Command-line data processing tool for CSV, TSV, JSON, and other structured formats with field-aware operations
Miller is a command-line data processing tool that operates on structured data formats including CSV, TSV, JSON, JSON Lines, and positionally-indexed data. It functions as a field-aware alternative to traditional Unix tools like awk, sed, cut, join, and sort, allowing users to reference data by field names rather than positional indices.
The tool excels at data manipulation tasks such as adding computed fields, dropping columns, sorting, statistical aggregation, format conversion, and pretty-printing. Miller handles record-heterogeneous data where different records can have varying schemas, making it well-suited for modern no-SQL data processing scenarios. It supports streaming operations that process one record at a time, enabling work with datasets larger than available RAM.
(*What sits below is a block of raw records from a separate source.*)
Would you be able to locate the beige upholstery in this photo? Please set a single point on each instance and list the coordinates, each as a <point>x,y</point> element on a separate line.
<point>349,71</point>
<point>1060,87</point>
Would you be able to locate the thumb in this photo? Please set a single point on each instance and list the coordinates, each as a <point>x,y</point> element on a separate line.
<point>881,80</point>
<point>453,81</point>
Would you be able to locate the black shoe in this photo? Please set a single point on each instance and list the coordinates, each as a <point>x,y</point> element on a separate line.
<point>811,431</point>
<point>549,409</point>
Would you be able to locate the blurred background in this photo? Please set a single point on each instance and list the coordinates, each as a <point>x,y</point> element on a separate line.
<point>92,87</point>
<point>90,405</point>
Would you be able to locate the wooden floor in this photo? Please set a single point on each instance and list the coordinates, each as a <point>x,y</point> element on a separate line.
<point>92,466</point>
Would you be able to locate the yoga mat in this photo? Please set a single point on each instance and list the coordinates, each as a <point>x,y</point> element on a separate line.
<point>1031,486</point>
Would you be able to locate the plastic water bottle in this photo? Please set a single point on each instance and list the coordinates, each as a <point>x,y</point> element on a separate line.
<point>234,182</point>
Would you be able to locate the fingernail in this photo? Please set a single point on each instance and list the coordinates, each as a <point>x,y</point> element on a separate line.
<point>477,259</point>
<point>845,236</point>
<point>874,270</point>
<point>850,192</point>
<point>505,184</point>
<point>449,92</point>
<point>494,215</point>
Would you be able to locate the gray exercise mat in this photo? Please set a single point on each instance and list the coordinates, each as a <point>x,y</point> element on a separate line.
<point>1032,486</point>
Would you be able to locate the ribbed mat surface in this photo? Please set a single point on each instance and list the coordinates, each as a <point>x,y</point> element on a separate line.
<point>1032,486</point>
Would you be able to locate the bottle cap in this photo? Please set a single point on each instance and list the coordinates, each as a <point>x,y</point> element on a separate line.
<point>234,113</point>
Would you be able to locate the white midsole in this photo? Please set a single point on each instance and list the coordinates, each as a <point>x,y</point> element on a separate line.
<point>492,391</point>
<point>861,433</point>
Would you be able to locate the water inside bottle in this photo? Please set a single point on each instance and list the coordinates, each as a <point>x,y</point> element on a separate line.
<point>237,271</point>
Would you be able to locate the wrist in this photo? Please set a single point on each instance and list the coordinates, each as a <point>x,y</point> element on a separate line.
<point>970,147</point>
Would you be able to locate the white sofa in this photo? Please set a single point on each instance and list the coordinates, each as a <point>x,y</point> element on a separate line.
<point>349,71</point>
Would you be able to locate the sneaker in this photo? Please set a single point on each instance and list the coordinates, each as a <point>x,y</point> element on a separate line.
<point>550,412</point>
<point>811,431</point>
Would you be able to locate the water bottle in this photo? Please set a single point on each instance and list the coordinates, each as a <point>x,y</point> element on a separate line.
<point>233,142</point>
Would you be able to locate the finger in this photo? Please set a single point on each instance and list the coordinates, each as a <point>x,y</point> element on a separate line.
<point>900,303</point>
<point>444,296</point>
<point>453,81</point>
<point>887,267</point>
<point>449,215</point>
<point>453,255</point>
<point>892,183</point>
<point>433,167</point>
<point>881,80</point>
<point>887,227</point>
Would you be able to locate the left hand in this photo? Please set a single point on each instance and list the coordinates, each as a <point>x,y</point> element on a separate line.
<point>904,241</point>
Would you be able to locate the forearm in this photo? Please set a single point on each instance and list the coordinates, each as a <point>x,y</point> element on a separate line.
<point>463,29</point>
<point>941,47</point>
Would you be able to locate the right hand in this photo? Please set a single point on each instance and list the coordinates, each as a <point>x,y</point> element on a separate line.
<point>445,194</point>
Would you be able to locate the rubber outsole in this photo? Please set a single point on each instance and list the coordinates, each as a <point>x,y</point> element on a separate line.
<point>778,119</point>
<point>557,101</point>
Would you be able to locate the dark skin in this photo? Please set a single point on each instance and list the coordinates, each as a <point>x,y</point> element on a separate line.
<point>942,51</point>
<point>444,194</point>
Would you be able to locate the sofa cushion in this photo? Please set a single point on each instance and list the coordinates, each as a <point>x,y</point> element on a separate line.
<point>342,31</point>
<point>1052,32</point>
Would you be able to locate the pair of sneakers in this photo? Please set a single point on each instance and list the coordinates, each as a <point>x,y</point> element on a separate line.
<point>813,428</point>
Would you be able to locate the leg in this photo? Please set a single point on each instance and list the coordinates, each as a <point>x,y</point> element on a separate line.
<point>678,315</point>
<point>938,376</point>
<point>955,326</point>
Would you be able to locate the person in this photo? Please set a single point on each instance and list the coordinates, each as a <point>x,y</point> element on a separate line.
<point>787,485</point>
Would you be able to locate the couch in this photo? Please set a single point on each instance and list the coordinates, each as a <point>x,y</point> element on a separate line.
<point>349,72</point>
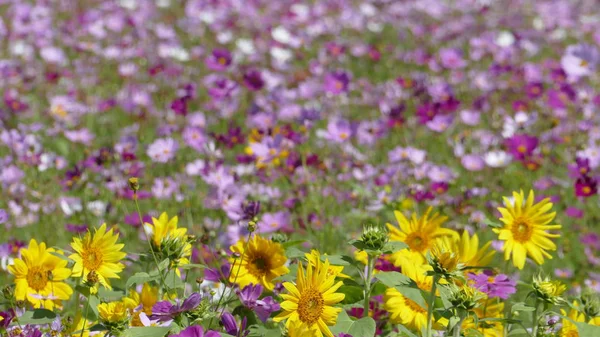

Miller targets data analysts, system administrators, DevOps engineers, and developers who need to clean, transform, or analyze structured data from log files, databases, or APIs. It complements tools like R and pandas by handling data preparation and reduction tasks, while also serving as a format converter between different structured data representations. The tool maintains high throughput performance comparable to Unix utilities and runs as a single binary with zero runtime dependencies.
# via Homebrew
brew install miller
# via APT
apt-get install miller
# via Yum
yum install miller